Retreiving Rows Related to In-Memory DataTable

D

Danny Shisler

I'm trying to work out the most efficient method of returning rows related
to an in-memory DataTable and could do with some advice.

The situation is that I am loading records in from external files directly
into a ADO.net DataTable. These are frequently very large (c.100,000
records).

Once loaded, I perform a certain amount of preprocessing and then retrive
related values from lookup tables in a SQL Server 2000 database. The lookup
tables themselves can be very large (in one case running to millions of
rows) and often have validity dates on individual rows

The original DataTable is stored in DataSet and I'd like to be able to
retrieve related rows from the lookup tables and store them in a related
DataTable in the DataSet so I can perform some further processing (and often
then retrieve further information). Obviously, because of the size of some
of the lookup tables, I don't want to retrieve the entire tables.

I can't work out an effecient way of acheiving this. I do have complete
control over the SQL Server so if something like SQLXML would help then I
could install it.

Any help would be gratefully received.

Thanks
 
W

William Ryan

Danny, if you have to use huge recordsets all at once, speed is going to be
an issue. The best advice I can give is to use highly normalized data (so
you neither pull over nor store anything you don't need), and try to work
with as little of it as possible at any given time. If you look at the way
streaming works over the net, or buffered streams that you may work with,
you pull little pieces of what you need as you need them. The alternative
may to download the whole file, but that takes a Lot longer.

For Huge records, XML isn't going to automagically solve anything, and in
virutally any instance I can think of, it'd be much slower than a well
designed db with small tables, and solid contiguous indices.

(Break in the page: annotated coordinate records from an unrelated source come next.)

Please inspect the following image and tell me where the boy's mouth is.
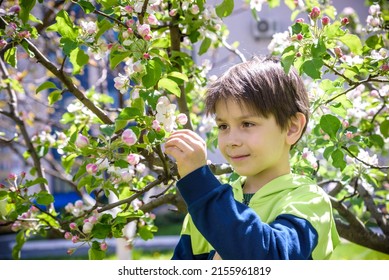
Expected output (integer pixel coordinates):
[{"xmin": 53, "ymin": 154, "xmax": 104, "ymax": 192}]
[{"xmin": 229, "ymin": 155, "xmax": 249, "ymax": 162}]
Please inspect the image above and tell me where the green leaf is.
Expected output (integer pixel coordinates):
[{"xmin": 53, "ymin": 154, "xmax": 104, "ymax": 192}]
[
  {"xmin": 47, "ymin": 10, "xmax": 78, "ymax": 41},
  {"xmin": 339, "ymin": 34, "xmax": 362, "ymax": 54},
  {"xmin": 60, "ymin": 38, "xmax": 78, "ymax": 56},
  {"xmin": 47, "ymin": 89, "xmax": 62, "ymax": 105},
  {"xmin": 320, "ymin": 115, "xmax": 342, "ymax": 138},
  {"xmin": 331, "ymin": 149, "xmax": 347, "ymax": 170},
  {"xmin": 115, "ymin": 120, "xmax": 128, "ymax": 132},
  {"xmin": 19, "ymin": 0, "xmax": 36, "ymax": 24},
  {"xmin": 142, "ymin": 60, "xmax": 162, "ymax": 88},
  {"xmin": 76, "ymin": 0, "xmax": 95, "ymax": 14},
  {"xmin": 366, "ymin": 35, "xmax": 384, "ymax": 50},
  {"xmin": 35, "ymin": 81, "xmax": 57, "ymax": 93},
  {"xmin": 4, "ymin": 47, "xmax": 18, "ymax": 68},
  {"xmin": 24, "ymin": 177, "xmax": 47, "ymax": 188},
  {"xmin": 198, "ymin": 37, "xmax": 212, "ymax": 55},
  {"xmin": 36, "ymin": 191, "xmax": 54, "ymax": 205},
  {"xmin": 215, "ymin": 0, "xmax": 234, "ymax": 18},
  {"xmin": 92, "ymin": 223, "xmax": 111, "ymax": 239},
  {"xmin": 109, "ymin": 50, "xmax": 130, "ymax": 69},
  {"xmin": 281, "ymin": 46, "xmax": 296, "ymax": 73},
  {"xmin": 380, "ymin": 120, "xmax": 389, "ymax": 138},
  {"xmin": 70, "ymin": 48, "xmax": 89, "ymax": 75},
  {"xmin": 100, "ymin": 124, "xmax": 115, "ymax": 136},
  {"xmin": 88, "ymin": 241, "xmax": 105, "ymax": 260},
  {"xmin": 12, "ymin": 230, "xmax": 26, "ymax": 260},
  {"xmin": 300, "ymin": 59, "xmax": 323, "ymax": 79},
  {"xmin": 117, "ymin": 107, "xmax": 142, "ymax": 120},
  {"xmin": 158, "ymin": 78, "xmax": 181, "ymax": 97},
  {"xmin": 167, "ymin": 71, "xmax": 189, "ymax": 82}
]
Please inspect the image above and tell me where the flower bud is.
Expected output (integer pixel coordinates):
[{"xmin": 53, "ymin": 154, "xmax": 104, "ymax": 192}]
[
  {"xmin": 340, "ymin": 17, "xmax": 349, "ymax": 26},
  {"xmin": 127, "ymin": 154, "xmax": 140, "ymax": 165},
  {"xmin": 100, "ymin": 242, "xmax": 108, "ymax": 251},
  {"xmin": 69, "ymin": 223, "xmax": 77, "ymax": 230},
  {"xmin": 309, "ymin": 7, "xmax": 320, "ymax": 19},
  {"xmin": 75, "ymin": 133, "xmax": 89, "ymax": 148},
  {"xmin": 122, "ymin": 128, "xmax": 138, "ymax": 146},
  {"xmin": 64, "ymin": 231, "xmax": 73, "ymax": 240},
  {"xmin": 321, "ymin": 16, "xmax": 330, "ymax": 26},
  {"xmin": 177, "ymin": 113, "xmax": 188, "ymax": 125},
  {"xmin": 86, "ymin": 163, "xmax": 99, "ymax": 175}
]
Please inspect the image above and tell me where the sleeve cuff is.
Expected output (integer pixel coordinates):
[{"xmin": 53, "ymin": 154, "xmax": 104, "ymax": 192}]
[{"xmin": 177, "ymin": 165, "xmax": 221, "ymax": 207}]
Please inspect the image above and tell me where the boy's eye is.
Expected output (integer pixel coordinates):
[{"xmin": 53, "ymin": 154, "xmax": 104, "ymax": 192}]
[
  {"xmin": 242, "ymin": 122, "xmax": 255, "ymax": 127},
  {"xmin": 217, "ymin": 124, "xmax": 227, "ymax": 130}
]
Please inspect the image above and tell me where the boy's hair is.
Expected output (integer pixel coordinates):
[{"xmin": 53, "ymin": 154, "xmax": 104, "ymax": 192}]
[{"xmin": 205, "ymin": 56, "xmax": 309, "ymax": 140}]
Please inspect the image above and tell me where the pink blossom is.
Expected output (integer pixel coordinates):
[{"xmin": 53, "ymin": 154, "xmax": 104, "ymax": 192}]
[
  {"xmin": 147, "ymin": 15, "xmax": 158, "ymax": 25},
  {"xmin": 340, "ymin": 17, "xmax": 349, "ymax": 26},
  {"xmin": 7, "ymin": 173, "xmax": 18, "ymax": 180},
  {"xmin": 151, "ymin": 120, "xmax": 161, "ymax": 131},
  {"xmin": 9, "ymin": 5, "xmax": 20, "ymax": 14},
  {"xmin": 309, "ymin": 7, "xmax": 320, "ymax": 19},
  {"xmin": 100, "ymin": 242, "xmax": 108, "ymax": 251},
  {"xmin": 64, "ymin": 231, "xmax": 73, "ymax": 240},
  {"xmin": 72, "ymin": 235, "xmax": 80, "ymax": 243},
  {"xmin": 0, "ymin": 39, "xmax": 7, "ymax": 51},
  {"xmin": 122, "ymin": 128, "xmax": 138, "ymax": 146},
  {"xmin": 127, "ymin": 154, "xmax": 140, "ymax": 165},
  {"xmin": 86, "ymin": 163, "xmax": 99, "ymax": 174},
  {"xmin": 137, "ymin": 24, "xmax": 151, "ymax": 38},
  {"xmin": 82, "ymin": 222, "xmax": 93, "ymax": 234},
  {"xmin": 74, "ymin": 200, "xmax": 84, "ymax": 209},
  {"xmin": 75, "ymin": 133, "xmax": 89, "ymax": 148},
  {"xmin": 177, "ymin": 113, "xmax": 188, "ymax": 125},
  {"xmin": 189, "ymin": 5, "xmax": 200, "ymax": 15},
  {"xmin": 169, "ymin": 9, "xmax": 177, "ymax": 17},
  {"xmin": 321, "ymin": 16, "xmax": 330, "ymax": 26}
]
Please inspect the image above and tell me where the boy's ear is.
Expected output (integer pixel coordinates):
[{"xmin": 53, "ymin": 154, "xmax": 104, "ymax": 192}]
[{"xmin": 286, "ymin": 112, "xmax": 307, "ymax": 146}]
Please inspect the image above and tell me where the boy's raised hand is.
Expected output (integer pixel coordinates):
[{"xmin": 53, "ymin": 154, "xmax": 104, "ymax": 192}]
[{"xmin": 165, "ymin": 129, "xmax": 207, "ymax": 177}]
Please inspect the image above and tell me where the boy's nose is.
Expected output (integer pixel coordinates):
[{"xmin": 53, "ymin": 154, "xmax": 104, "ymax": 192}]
[{"xmin": 227, "ymin": 130, "xmax": 243, "ymax": 147}]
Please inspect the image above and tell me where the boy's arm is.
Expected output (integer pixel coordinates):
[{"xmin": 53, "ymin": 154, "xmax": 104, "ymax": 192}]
[{"xmin": 177, "ymin": 166, "xmax": 318, "ymax": 260}]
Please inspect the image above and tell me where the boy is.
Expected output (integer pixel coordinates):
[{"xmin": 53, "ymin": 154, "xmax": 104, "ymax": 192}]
[{"xmin": 165, "ymin": 57, "xmax": 339, "ymax": 260}]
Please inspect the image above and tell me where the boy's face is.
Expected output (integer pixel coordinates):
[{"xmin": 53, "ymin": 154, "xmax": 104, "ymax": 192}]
[{"xmin": 215, "ymin": 100, "xmax": 290, "ymax": 187}]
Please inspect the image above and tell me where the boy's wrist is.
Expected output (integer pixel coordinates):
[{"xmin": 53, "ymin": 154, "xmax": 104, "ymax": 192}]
[{"xmin": 177, "ymin": 165, "xmax": 220, "ymax": 206}]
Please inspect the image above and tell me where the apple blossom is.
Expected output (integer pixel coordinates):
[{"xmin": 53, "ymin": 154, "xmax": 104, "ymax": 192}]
[
  {"xmin": 82, "ymin": 222, "xmax": 93, "ymax": 234},
  {"xmin": 177, "ymin": 113, "xmax": 188, "ymax": 125},
  {"xmin": 321, "ymin": 16, "xmax": 330, "ymax": 26},
  {"xmin": 74, "ymin": 200, "xmax": 84, "ymax": 209},
  {"xmin": 169, "ymin": 9, "xmax": 177, "ymax": 17},
  {"xmin": 369, "ymin": 4, "xmax": 381, "ymax": 16},
  {"xmin": 340, "ymin": 17, "xmax": 349, "ymax": 25},
  {"xmin": 74, "ymin": 133, "xmax": 89, "ymax": 148},
  {"xmin": 189, "ymin": 5, "xmax": 200, "ymax": 15},
  {"xmin": 155, "ymin": 96, "xmax": 177, "ymax": 132},
  {"xmin": 64, "ymin": 231, "xmax": 73, "ymax": 240},
  {"xmin": 151, "ymin": 120, "xmax": 162, "ymax": 131},
  {"xmin": 0, "ymin": 39, "xmax": 7, "ymax": 51},
  {"xmin": 122, "ymin": 128, "xmax": 138, "ymax": 146},
  {"xmin": 147, "ymin": 14, "xmax": 158, "ymax": 25},
  {"xmin": 72, "ymin": 235, "xmax": 80, "ymax": 243},
  {"xmin": 309, "ymin": 7, "xmax": 320, "ymax": 20},
  {"xmin": 127, "ymin": 154, "xmax": 140, "ymax": 165},
  {"xmin": 100, "ymin": 242, "xmax": 108, "ymax": 251},
  {"xmin": 250, "ymin": 0, "xmax": 266, "ymax": 12}
]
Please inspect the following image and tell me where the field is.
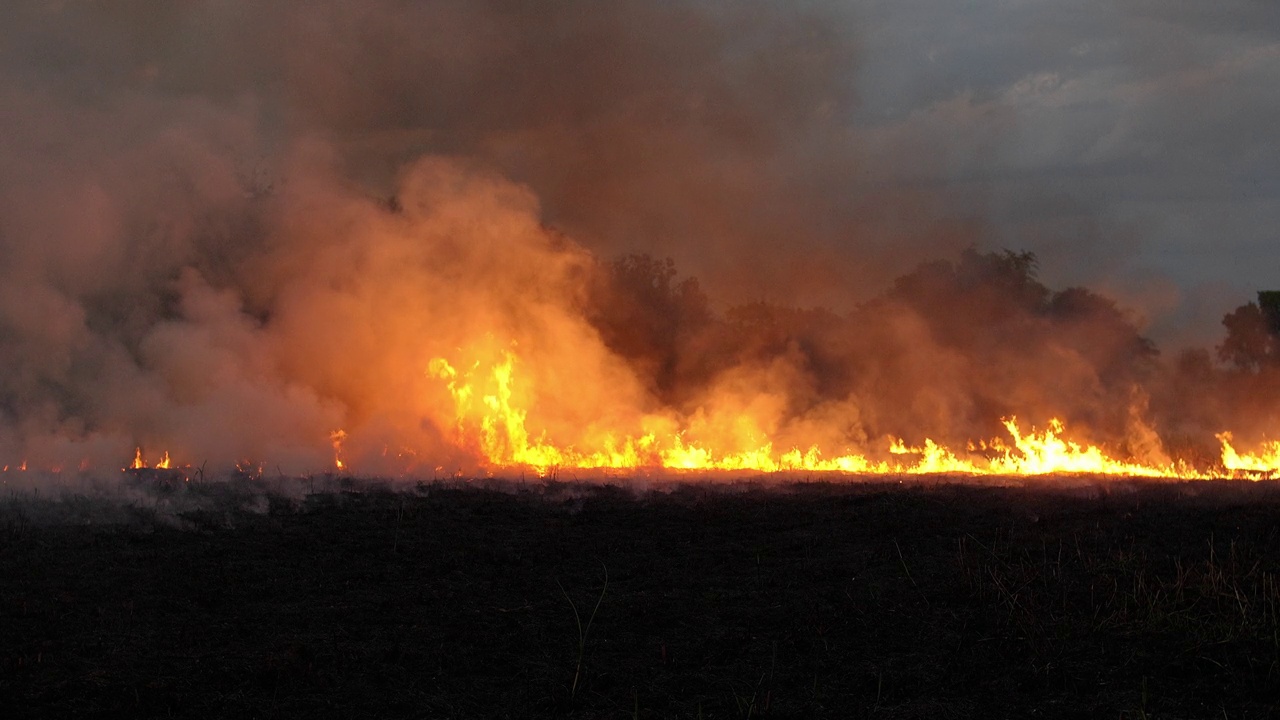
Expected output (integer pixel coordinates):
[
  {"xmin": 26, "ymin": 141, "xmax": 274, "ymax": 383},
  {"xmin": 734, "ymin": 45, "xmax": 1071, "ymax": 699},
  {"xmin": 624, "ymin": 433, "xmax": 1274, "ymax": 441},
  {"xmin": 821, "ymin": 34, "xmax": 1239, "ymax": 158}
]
[{"xmin": 0, "ymin": 475, "xmax": 1280, "ymax": 719}]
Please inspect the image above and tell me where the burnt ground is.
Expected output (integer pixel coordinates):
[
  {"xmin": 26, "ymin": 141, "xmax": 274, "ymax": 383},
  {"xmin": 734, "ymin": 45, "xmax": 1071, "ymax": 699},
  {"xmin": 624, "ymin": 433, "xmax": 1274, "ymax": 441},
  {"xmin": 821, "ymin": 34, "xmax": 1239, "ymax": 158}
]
[{"xmin": 0, "ymin": 480, "xmax": 1280, "ymax": 719}]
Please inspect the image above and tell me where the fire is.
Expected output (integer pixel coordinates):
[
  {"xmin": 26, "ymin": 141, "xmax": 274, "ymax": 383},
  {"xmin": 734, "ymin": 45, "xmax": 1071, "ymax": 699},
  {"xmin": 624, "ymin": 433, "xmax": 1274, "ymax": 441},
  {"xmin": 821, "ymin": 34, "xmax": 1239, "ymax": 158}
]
[
  {"xmin": 126, "ymin": 446, "xmax": 174, "ymax": 470},
  {"xmin": 329, "ymin": 428, "xmax": 347, "ymax": 470},
  {"xmin": 1217, "ymin": 433, "xmax": 1280, "ymax": 478},
  {"xmin": 417, "ymin": 350, "xmax": 1280, "ymax": 479}
]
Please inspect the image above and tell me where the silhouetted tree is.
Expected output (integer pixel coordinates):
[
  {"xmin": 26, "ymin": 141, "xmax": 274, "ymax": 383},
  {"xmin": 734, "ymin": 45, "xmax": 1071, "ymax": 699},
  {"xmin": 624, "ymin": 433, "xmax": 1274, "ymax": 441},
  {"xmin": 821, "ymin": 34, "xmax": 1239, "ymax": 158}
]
[{"xmin": 1217, "ymin": 301, "xmax": 1277, "ymax": 373}]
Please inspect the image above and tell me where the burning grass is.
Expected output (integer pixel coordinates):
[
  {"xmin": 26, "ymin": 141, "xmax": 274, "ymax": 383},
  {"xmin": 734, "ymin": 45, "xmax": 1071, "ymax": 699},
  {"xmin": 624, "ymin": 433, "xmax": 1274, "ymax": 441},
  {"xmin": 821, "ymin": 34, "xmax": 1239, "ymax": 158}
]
[{"xmin": 0, "ymin": 477, "xmax": 1280, "ymax": 717}]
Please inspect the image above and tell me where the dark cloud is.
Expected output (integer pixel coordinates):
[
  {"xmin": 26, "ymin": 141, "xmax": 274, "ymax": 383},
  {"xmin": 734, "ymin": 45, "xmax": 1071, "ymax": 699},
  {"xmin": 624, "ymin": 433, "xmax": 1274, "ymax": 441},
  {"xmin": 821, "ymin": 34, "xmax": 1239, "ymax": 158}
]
[{"xmin": 0, "ymin": 0, "xmax": 1280, "ymax": 466}]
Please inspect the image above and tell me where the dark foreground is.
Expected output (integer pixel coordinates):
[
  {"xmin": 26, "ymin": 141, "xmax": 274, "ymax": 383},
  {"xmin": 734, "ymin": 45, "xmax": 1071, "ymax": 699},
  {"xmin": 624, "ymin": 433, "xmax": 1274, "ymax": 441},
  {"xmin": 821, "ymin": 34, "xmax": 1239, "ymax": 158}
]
[{"xmin": 0, "ymin": 474, "xmax": 1280, "ymax": 719}]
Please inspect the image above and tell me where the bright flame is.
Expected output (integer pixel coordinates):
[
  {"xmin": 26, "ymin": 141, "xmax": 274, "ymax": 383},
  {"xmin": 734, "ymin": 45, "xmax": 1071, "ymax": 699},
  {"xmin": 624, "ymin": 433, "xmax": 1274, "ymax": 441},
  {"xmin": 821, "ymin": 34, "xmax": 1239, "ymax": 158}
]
[
  {"xmin": 329, "ymin": 428, "xmax": 347, "ymax": 470},
  {"xmin": 1217, "ymin": 433, "xmax": 1280, "ymax": 478},
  {"xmin": 417, "ymin": 351, "xmax": 1259, "ymax": 479}
]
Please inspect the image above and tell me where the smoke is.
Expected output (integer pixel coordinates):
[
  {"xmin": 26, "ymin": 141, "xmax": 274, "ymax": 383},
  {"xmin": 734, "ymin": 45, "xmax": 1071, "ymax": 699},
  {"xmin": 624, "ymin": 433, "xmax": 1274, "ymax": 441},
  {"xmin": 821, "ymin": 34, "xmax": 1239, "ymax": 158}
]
[{"xmin": 0, "ymin": 0, "xmax": 1274, "ymax": 473}]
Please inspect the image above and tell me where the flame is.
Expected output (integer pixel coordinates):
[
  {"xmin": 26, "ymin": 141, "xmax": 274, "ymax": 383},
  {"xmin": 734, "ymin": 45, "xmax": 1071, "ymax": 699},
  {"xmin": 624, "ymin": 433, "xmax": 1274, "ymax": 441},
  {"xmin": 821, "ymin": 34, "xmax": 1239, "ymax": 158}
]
[
  {"xmin": 1217, "ymin": 433, "xmax": 1280, "ymax": 478},
  {"xmin": 329, "ymin": 428, "xmax": 347, "ymax": 470},
  {"xmin": 428, "ymin": 350, "xmax": 1259, "ymax": 479}
]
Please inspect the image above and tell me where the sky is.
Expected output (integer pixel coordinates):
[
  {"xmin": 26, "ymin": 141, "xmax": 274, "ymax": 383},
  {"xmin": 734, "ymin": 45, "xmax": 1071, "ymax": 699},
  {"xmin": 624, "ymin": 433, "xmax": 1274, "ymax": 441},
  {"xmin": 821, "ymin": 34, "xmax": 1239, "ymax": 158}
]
[
  {"xmin": 0, "ymin": 0, "xmax": 1280, "ymax": 346},
  {"xmin": 858, "ymin": 0, "xmax": 1280, "ymax": 341}
]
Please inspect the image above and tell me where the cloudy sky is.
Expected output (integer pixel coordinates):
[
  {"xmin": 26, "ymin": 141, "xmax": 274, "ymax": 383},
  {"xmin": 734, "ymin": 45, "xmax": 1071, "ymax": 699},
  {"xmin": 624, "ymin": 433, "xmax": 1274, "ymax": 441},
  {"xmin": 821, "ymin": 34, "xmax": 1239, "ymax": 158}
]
[
  {"xmin": 0, "ymin": 0, "xmax": 1280, "ymax": 345},
  {"xmin": 856, "ymin": 0, "xmax": 1280, "ymax": 338}
]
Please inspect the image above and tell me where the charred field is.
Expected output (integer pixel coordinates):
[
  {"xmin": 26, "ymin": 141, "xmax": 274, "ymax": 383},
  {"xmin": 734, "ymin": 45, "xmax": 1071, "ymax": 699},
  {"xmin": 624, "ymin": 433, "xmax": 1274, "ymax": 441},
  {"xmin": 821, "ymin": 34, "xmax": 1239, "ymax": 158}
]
[{"xmin": 0, "ymin": 478, "xmax": 1280, "ymax": 719}]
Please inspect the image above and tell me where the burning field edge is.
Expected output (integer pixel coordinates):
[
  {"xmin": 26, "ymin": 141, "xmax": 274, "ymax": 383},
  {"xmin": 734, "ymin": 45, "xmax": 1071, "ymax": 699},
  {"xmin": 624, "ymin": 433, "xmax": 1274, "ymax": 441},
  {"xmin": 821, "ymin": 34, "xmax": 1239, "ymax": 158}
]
[{"xmin": 0, "ymin": 470, "xmax": 1280, "ymax": 719}]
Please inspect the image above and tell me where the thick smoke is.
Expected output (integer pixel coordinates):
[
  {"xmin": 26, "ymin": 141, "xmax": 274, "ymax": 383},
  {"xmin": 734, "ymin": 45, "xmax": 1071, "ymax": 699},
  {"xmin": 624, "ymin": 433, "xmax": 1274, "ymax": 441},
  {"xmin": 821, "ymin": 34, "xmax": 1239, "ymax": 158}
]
[{"xmin": 0, "ymin": 0, "xmax": 1274, "ymax": 471}]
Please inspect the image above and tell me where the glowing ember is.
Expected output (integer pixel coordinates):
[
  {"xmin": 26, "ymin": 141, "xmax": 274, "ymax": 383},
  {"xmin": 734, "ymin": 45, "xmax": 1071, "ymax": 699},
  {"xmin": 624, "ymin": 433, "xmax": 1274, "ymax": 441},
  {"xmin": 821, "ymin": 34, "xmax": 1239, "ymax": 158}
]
[
  {"xmin": 417, "ymin": 351, "xmax": 1280, "ymax": 479},
  {"xmin": 329, "ymin": 429, "xmax": 347, "ymax": 470}
]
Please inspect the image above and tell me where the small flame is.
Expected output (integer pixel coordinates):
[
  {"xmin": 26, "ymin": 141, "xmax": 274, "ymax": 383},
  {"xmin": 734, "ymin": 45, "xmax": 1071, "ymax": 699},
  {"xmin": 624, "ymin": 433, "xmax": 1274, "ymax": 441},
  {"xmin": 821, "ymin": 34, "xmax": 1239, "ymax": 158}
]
[{"xmin": 329, "ymin": 428, "xmax": 347, "ymax": 470}]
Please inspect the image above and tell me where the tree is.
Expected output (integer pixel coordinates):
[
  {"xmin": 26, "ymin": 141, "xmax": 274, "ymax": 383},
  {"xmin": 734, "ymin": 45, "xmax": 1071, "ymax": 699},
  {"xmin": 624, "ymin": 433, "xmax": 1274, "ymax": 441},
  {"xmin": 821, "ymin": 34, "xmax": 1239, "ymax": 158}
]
[{"xmin": 1217, "ymin": 301, "xmax": 1280, "ymax": 373}]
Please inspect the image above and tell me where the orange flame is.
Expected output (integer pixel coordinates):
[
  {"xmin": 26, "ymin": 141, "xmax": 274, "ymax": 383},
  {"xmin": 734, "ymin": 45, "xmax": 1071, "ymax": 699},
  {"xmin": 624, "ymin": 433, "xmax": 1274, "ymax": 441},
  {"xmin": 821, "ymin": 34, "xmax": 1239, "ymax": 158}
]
[
  {"xmin": 329, "ymin": 428, "xmax": 347, "ymax": 470},
  {"xmin": 417, "ymin": 351, "xmax": 1249, "ymax": 479}
]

Break up what you can and really focus on getting only what you need. This
will cause you to connect more frequently than if you just connected once
and got everythign you need, but millions of records will take a while to
pull (your Network Admin probably won't talk to you anymore), and may take
up so much space on the client machine that performance will become a deal
breaker. Filter, sift, index, tune, normalize and write the most precise
queries you can....if you have to deal with that much data. And buy a lot
of RAM and strong processors.

HTH,

Bill
 
B

Bernie Yaeger

Hi Danny,

There may be a few ways to handle this, depending on the circumstances.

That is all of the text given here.